JEAN TAMALET : Il relève de l’intérêt commun de donner les moyens, aux différents acteurs dont l’activité peut avoir un impact sur l’environnement, de s’adapter à cette évolution législative et il est nécessaire de les accompagner dans cette adaptation. Face à la technicité de la matière, l’avocat a non seulement ce rôle d’appui vers la mise en conformité, mais également un rôle pédagogique important à jouer, notamment de facilitateur de l’appréhension des faits par les magistrats. Il doit traduire en langage judiciaire intelligible des situations industrielles complexes et des concepts juridiques très techniques.

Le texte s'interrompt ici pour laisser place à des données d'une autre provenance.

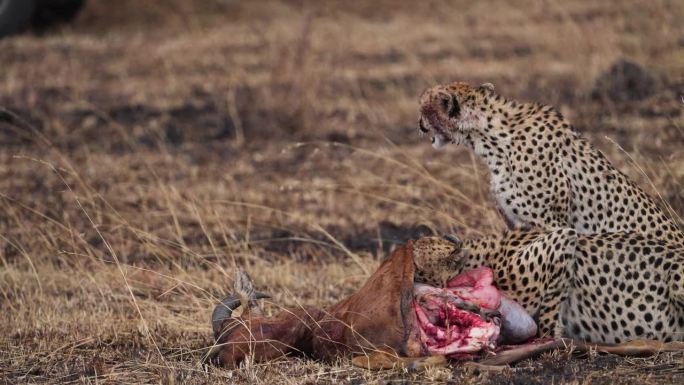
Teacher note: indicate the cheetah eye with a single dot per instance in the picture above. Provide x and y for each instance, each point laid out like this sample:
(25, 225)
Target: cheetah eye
(421, 126)
(455, 109)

Quelles sont vos propositions pour permettre le désengorgement des tribunaux ?

JEAN TAMALET : Les dossiers relatifs au droit pénal de l’environnement demandent un investissement humain important, ainsi que des connaissances techniques pointues. Pour mieux appréhender ces sujets, la solution idéale serait, pour le parquet, de s’entourer et de travailler en équipes avec des spécialistes de la matière, détachés comme auditeurs de justice, comme c’est déjà le cas dans d’autres domaines. Par exemple, le parquet national financier travaille régulièrement, sur des dossiers de droit fiscal, avec des fonctionnaires de Bercy, qui sont détachés pour l’occasion. Toutefois, d’un point de vue pragmatique, attendre de la justice qu’elle augmente très largement les moyens alloués au contentieux pénal de l’environnement est un peu idéaliste, en raison de la situation économique actuelle. Ce ne sera certainement pas l’une des priorités budgétaires du futur gouvernement. La solution est d’accentuer davantage le recours à la justice transactionnelle, aux modes alternatifs de règlement des conflits. Malheureusement, culturellement, nous n’avons pas du tout la même approche qu’aux États-Unis, où la justice négociée demeure la règle, et non l’exception, même dans les dossiers complexes et quelle que soit la matière.

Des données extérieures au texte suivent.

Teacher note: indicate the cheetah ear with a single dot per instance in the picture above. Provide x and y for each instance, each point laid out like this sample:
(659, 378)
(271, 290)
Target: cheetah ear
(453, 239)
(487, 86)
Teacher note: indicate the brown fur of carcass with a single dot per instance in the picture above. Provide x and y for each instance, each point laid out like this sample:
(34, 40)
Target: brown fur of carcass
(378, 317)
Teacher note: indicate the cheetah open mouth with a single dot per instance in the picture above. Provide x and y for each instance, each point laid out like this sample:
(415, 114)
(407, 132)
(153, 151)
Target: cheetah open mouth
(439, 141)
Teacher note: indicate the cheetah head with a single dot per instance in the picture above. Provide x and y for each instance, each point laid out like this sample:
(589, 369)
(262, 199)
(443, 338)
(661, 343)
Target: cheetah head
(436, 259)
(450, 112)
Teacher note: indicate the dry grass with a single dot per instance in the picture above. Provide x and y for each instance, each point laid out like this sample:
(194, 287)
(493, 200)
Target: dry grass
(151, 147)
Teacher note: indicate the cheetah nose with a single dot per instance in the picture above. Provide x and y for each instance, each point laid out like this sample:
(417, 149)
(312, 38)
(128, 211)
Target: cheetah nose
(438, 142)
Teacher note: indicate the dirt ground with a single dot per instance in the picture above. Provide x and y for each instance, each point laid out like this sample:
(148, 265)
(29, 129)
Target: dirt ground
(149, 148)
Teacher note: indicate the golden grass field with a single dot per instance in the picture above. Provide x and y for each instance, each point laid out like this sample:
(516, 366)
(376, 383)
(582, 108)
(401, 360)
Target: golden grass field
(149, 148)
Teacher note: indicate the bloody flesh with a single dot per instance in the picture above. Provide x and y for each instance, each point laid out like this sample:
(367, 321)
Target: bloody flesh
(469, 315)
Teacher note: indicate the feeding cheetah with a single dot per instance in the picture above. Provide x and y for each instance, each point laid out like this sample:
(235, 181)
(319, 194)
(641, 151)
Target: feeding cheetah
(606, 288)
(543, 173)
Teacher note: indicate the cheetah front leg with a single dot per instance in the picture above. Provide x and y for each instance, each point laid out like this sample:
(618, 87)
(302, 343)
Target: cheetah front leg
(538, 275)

JOËLLE HERSCHTEL : Pour remédier à l’engorgement des tribunaux, il convient d’utiliser toutes les procédures alternatives à notre disposition, qui permettent de sanctionner les infractions plus rapidement. De nombreux outils sont adaptés, à l’instar de la convention judiciaire d’intérêt public (CJIP), qui vient d’être introduite en droit pénal de l’environnement. Elle permet de sanctionner lourdement les entreprises – le montant de l’amende peut monter jusqu’à 30 % du chiffre d’affaires de l’année – et beaucoup plus rapidement qu’en cas de procès. Certains dossiers peuvent mériter de recourir à cet outil, qui entraîne un grain de temps à la fois pour le parquet et l’industriel concerné. La CJIP permet d’indemniser les associations, les victimes.

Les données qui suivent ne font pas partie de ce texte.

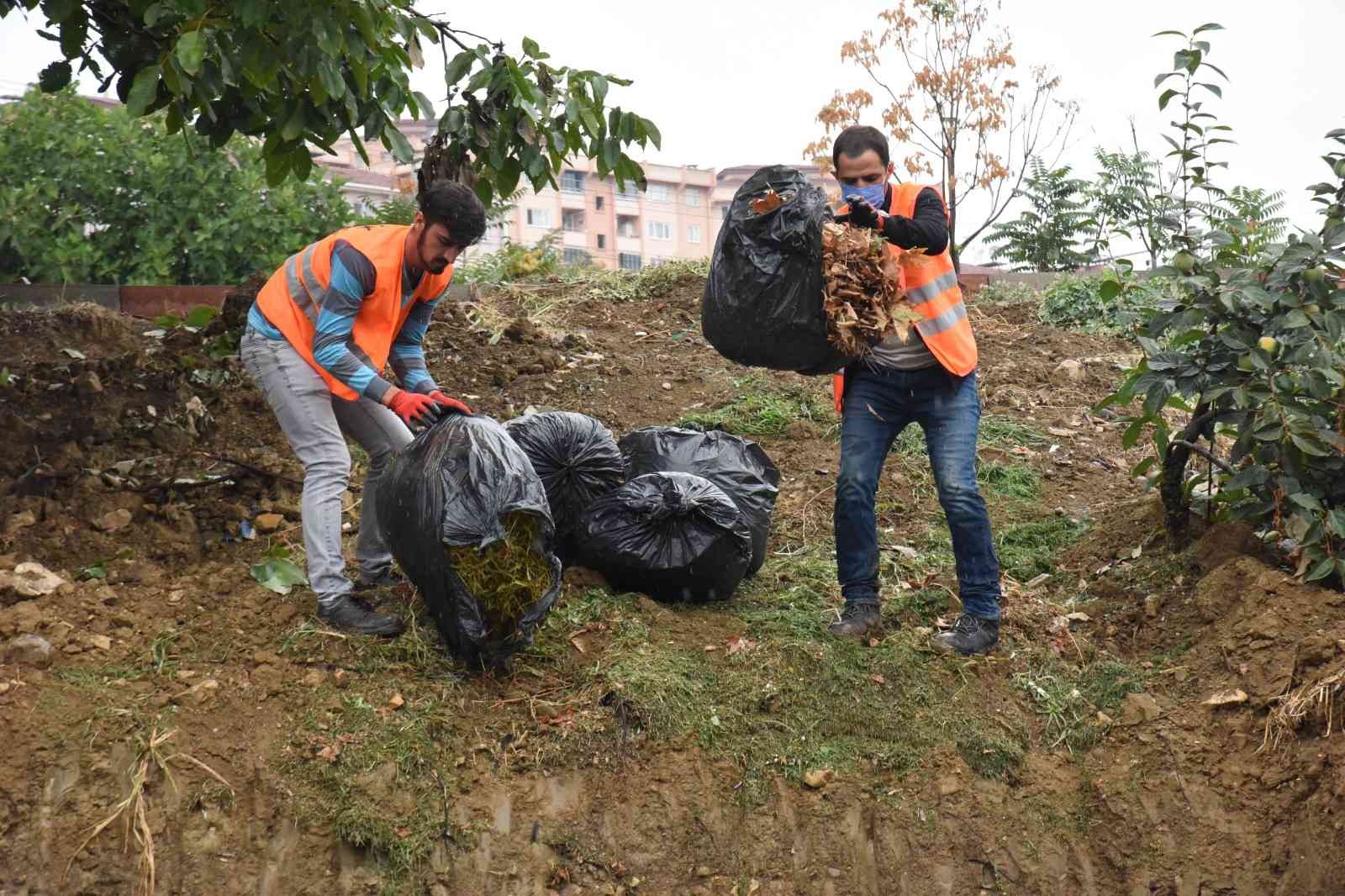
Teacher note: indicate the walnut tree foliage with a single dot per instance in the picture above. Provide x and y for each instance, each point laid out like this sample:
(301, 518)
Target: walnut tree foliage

JEAN TAMALET : L’entreprise échappera au feuilleton médiatique de l’audience publique, susceptible de lui faire bien plus de mal que l’homologation d’une CJIP, qui a toute la solennité, le symbole et la force d’une décision de justice. Je suis un fervent défenseur – comme d’ailleurs de nombreux magistrats – de l’ouverture de la CJIP aux personnes physiques, notamment en droit pénal de l’environnement. N’y ayant pas accès dans notre système judiciaire, les dirigeants se retrouvent parfois pris en otage de la négociation d’une CJIP par l’entreprise. Leur seule alternative est, soit de continuer à être poursuivi par le parquet (en espérant un classement sans suite), soit de consentir une comparution sur reconnaissance préalable de culpabilité (CRPC), donc de reconnaître une culpabilité là où la société elle-même n’a pas eu besoin de le faire. Une évolution est souhaitable.

JOËLLE HERSCHTEL : Les infractions de droit pénal de l’environnement commises par les entreprises industrielles sont souvent liées à des investissements différés au regard d’autres priorités – y compris environnementales –, malgré une forte demande du directeur d’usine ou du responsable environnement auprès de sa hiérarchie. Or, ce sont eux qui seront pénalement poursuivis aux côtés de la personne morale. La personne physique qui n’est pas associée à la CJIP négociée par son entreprise peut se retrouver dans une situation très inconfortable. Cela pose la question du traitement des personnes physiques lorsque la personne morale est également poursuivie. C’est un problème récurrent que les praticiens ont rencontré pendant des années et qui risque de se développer en raison de la situation économique qui s’annonce difficile pour de nombreuses entreprises.